Putting the team first


Back in November, I co-facilitated a team building course called Putting the Team First. I haven’t blogged about it until now, well, because NaNoWriMo, and Christmas shopping, and other stuffs.

So here’s my first learning and development related post in, like, forever . . .

Let’s get one thing straight

I attended the training for trainers (T4T) version of the course back in December of 2013 and one of the first things we needed to get straight was the name of the course. People were calling it Putting Teams First. The designer (who was also one of the trainers) was very specific on this point.

It’s Putting the Team First, thank you very much.

Why so picky? Because that’s the focus of the course, to improve performance, one team at a time. We put the team first and each class focuses on one team, the entire team, if possible.

The hand off

The T4T was being delivered to train regional advisors and consultants in the material and methodology because our internal college, which is national, was handing off delivery of the course to the regions.

While I had scheduled multiple sessions of the course for each sector in Ontario throughout the year (in my former capacity as training coordinator) this was the first occasion I’d had to deliver the course in the year since I’d received the training.

So, I jumped at the chance.

Theme and methodology

The theme was a nautical one and the one-day course was divided, as usual, into modules. The introduction was Boarding, followed by Packing for the Journey, The Crew, and Under Full Sail.

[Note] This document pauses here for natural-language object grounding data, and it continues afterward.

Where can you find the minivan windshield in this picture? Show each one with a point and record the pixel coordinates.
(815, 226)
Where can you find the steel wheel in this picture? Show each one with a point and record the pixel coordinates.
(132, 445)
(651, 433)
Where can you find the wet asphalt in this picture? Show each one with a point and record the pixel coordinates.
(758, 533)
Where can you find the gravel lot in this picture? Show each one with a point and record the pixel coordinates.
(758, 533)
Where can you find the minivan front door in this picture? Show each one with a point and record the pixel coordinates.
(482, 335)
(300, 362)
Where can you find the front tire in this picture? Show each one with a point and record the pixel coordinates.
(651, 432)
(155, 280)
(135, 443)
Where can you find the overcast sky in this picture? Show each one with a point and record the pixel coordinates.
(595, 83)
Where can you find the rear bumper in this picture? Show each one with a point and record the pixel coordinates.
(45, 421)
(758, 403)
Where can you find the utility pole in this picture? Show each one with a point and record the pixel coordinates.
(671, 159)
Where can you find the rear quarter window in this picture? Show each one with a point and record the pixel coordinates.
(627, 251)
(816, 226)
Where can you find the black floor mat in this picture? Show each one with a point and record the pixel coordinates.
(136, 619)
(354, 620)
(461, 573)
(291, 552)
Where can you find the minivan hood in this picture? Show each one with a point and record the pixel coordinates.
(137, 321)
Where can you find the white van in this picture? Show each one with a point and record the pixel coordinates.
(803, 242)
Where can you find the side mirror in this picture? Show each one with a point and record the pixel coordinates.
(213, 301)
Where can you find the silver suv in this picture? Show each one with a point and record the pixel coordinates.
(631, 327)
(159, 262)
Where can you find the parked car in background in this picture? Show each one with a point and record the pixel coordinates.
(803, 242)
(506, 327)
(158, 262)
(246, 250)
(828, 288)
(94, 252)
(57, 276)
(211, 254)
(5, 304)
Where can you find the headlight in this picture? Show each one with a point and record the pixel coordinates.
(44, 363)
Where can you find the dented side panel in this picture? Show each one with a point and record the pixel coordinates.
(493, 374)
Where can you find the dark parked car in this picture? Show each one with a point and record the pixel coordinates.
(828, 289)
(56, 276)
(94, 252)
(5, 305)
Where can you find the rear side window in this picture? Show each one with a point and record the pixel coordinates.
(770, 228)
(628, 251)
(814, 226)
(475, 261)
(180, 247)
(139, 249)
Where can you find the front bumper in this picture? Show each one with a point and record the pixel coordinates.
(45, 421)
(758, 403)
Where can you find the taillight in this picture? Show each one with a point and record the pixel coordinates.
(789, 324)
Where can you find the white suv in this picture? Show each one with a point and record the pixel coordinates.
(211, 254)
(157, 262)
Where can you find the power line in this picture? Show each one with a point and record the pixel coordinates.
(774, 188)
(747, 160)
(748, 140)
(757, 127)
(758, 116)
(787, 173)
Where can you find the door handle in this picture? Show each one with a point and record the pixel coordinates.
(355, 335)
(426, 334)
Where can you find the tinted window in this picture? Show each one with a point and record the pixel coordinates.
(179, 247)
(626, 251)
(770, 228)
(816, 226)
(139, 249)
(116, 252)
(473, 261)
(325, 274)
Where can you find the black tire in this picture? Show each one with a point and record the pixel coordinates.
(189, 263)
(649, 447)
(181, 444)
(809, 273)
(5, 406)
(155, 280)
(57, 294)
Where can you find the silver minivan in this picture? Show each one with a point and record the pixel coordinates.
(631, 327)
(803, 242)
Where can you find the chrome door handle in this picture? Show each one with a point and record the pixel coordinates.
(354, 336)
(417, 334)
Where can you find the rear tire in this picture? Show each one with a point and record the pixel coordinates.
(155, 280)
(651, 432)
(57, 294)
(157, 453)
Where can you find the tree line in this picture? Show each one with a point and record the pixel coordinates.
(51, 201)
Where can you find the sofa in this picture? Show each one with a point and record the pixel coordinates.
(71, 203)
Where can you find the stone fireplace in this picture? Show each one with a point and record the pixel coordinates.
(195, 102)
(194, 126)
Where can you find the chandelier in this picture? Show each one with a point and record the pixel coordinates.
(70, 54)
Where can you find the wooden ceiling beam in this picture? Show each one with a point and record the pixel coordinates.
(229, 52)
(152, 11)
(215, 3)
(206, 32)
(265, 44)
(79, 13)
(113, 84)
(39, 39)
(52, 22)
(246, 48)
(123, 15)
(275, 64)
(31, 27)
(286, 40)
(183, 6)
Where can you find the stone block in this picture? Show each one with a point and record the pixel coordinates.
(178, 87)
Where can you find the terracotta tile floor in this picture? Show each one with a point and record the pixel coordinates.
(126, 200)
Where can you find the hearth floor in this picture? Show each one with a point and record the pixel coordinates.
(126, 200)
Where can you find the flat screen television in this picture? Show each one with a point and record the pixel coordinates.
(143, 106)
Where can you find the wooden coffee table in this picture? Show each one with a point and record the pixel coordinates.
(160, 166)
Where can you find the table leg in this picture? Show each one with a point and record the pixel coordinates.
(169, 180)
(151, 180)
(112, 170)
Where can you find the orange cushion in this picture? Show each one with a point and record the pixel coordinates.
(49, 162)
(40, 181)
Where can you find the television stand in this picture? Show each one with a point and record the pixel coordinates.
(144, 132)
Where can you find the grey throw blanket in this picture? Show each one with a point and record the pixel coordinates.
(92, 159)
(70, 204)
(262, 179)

Boarding dealt with the usual icebreaker activity, establishing trust, and navigation (the agenda) for the course.

Packing involved identifying issues that the team faced and prioritizing them according to what could be addressed by the team (cargo), what was negotiable (dock), and what was out of the team’s control (warehouse).

We also did a fun exercise on prioritizing salvage in the event of a shipwreck. The team had to work together to come to a consensus regarding what the most important items would be. The answers were prioritized by the Coastguard including rationales for each.

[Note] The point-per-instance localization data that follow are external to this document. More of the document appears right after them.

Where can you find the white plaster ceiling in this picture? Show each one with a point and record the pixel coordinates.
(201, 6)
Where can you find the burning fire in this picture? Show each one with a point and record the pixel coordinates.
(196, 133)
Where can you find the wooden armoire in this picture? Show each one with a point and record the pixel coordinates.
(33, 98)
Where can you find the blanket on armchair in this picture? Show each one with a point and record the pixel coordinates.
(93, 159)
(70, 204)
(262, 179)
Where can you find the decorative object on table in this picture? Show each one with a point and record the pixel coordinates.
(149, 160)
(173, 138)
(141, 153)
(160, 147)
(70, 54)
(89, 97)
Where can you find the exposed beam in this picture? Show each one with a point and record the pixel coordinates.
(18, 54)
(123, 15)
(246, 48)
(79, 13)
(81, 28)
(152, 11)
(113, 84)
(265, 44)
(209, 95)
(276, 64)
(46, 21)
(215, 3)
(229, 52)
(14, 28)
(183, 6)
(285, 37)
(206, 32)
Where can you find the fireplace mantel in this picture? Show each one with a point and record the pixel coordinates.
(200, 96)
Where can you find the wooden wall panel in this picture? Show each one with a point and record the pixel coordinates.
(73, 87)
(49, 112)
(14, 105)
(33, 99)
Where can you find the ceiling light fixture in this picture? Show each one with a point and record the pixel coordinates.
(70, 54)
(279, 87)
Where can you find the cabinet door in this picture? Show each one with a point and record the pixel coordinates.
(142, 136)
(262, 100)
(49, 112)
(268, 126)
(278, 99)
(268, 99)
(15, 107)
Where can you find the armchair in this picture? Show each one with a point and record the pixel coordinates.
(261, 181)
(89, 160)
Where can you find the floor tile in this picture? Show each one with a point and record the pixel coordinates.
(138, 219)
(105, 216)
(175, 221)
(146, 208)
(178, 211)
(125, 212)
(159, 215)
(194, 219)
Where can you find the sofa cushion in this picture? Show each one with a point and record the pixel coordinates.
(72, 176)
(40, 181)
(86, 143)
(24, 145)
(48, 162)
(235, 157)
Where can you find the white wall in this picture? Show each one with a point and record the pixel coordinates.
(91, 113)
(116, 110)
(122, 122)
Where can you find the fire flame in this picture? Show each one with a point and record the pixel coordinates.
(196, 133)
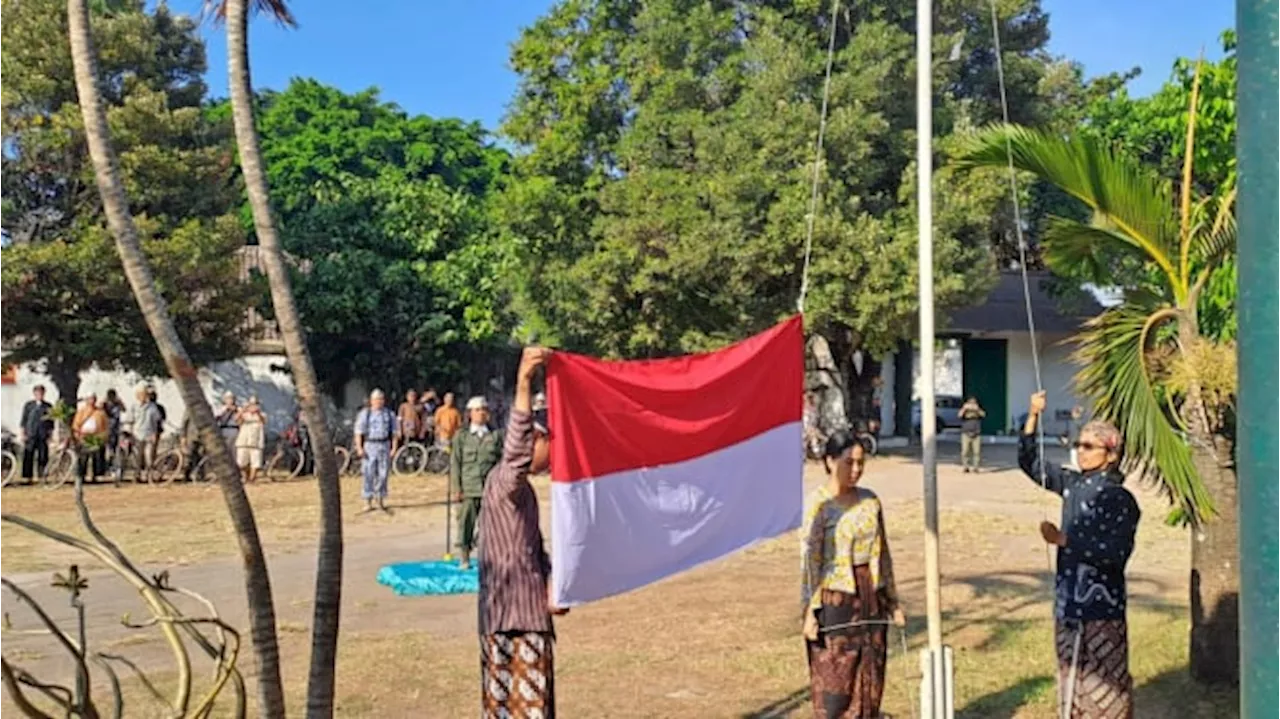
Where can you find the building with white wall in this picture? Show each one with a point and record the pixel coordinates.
(986, 351)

The crew moved on to Tuckman’s Model. I’d encountered it before, but it was never given its proper name. For those who don’t know, Tuckman’s is the model of group dynamics that includes four stages: forming, storming, norming, and performing. Some thought was given to where the team thought they were on that continuum, but we didn’t belabour it.

We also delved into team player “types” with an emphasis on the fact that everyone is a mixture of all four identified types, but that one manner of “expression” may be predominant. The four types were contributor, collaborator, communicator, and controller. Participants identified themselves and gave some thought to how tasks might best be allocated based on the strengths of each type.

Finally, in Under Full Sail, we returned to the issues identified by the participants back in the Packing module and the team had to once again work together to create an action plan to address their most challenging issues.

The idea is that the team will have the tools that they need to take action on their plan after leaving the course. We don’t check up on them, however. It’s entirely up to the team to take the information and run with it.

So that’s what a day of team building is like where I work.

What kinds of team building training have you facilitated? Participated in? What did you think?